Fri Dec 3 23:08:00 UTC 2004

I ran my test script
(http://developer.osdl.org/daniel/gfs_tests/test.sh) overnight.

It ran 17 test runs before hanging in a rm during a 2 node test.
The /gfs_stripe5 is mounted on cl030 and cl031.

process 28723 (rm) on cl030 is hung.
process 29693 (updatedb) is also hung on cl030.

process 29537 (updatedb) is hung on cl031.

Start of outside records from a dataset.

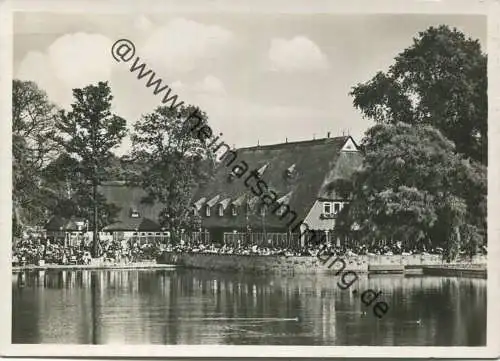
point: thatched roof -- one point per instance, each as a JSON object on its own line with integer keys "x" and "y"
{"x": 299, "y": 172}
{"x": 134, "y": 224}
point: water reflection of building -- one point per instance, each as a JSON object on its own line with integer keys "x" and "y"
{"x": 186, "y": 307}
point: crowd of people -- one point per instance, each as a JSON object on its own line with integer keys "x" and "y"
{"x": 39, "y": 249}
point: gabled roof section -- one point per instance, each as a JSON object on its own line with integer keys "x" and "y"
{"x": 128, "y": 198}
{"x": 313, "y": 162}
{"x": 213, "y": 201}
{"x": 199, "y": 203}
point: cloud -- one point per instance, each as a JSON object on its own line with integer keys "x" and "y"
{"x": 182, "y": 44}
{"x": 297, "y": 54}
{"x": 71, "y": 61}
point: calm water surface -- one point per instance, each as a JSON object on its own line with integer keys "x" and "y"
{"x": 201, "y": 307}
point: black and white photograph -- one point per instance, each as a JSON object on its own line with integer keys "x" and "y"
{"x": 196, "y": 176}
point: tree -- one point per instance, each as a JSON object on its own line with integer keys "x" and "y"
{"x": 89, "y": 134}
{"x": 171, "y": 163}
{"x": 33, "y": 147}
{"x": 440, "y": 80}
{"x": 414, "y": 187}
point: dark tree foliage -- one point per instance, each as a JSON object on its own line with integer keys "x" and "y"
{"x": 89, "y": 133}
{"x": 170, "y": 163}
{"x": 73, "y": 195}
{"x": 441, "y": 80}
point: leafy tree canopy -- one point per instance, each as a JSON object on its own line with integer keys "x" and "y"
{"x": 34, "y": 120}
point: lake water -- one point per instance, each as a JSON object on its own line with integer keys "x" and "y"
{"x": 201, "y": 307}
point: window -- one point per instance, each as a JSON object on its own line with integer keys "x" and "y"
{"x": 327, "y": 207}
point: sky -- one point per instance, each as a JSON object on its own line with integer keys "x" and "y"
{"x": 261, "y": 78}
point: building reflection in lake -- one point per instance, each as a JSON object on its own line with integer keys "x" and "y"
{"x": 200, "y": 307}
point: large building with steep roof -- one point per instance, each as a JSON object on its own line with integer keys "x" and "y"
{"x": 278, "y": 193}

I have stack traces and lockdump and lock debug output
from both nodes here:

http://developer.osdl.org/daniel/GFS/gfs_2node_rm_hang/

gfs_tool/decipher_lockstate_dump cl030.lockdump shows:

Glock (inode[2], 39860)
  gl_flags =
  gl_count = 6
  gl_state = shared[3]
  lvb_count = 0
  object = yes
  aspace = 2
  reclaim = no
  Holder
    owner = 28723
    gh_state = shared[3]
    gh_flags = atime[9]
    error = 0
    gh_iflags = promote[1] holder[6] first[7]
  Waiter2
    owner = none[-1]
    gh_state = unlocked[0]
    gh_flags = try[0]
    error = 0
    gh_iflags = demote[2] alloced[4] dealloc[5]
  Waiter3
    owner = 29693
    gh_state = shared[3]
    gh_flags = any[3]
    error = 0
    gh_iflags = promote[1]
  Inode: busy

gfs_tool/decipher_lockstate_dump cl031.lockdump shows:

Glock (inode[2], 39860)
  gl_flags = lock[1]
  gl_count = 5
  gl_state = shared[3]
  lvb_count = 0
  object = yes
  aspace = 1
  reclaim = no
  Request
    owner = 29537
    gh_state = exclusive[1]
    gh_flags = local_excl[5] atime[9]
    error = 0
    gh_iflags = promote[1]
  Waiter3
    owner = 29537
    gh_state = exclusive[1]
    gh_flags = local_excl[5] atime[9]
    error = 0
    gh_iflags = promote[1]
  Inode: busy

Is there any documentation on what these fields are?

What is the difference between Waiter2 and Waiter3?

If I understand this correctly, the updatedb (29537) on
cl031 is trying to go from shared -> exclusive while the 
rm (28723) on cl030 is holding the glock shared and the
updatedb (29693) on cl030 is waiting to get the glock shared.

Questions:

How does one know which node is the master for a lock?

Shouldn't the cl030 know (bast) that the updatedb on cl031
is trying to go shared->exclusive?

What does the gfs_tool/parse_lockdump script do?

I have include the output from /proc/cluster/lock_dlm/debug,
but I have no idea what that data is.  Any hints?

Anything else I can do to debug this further?

Thanks,

Daniel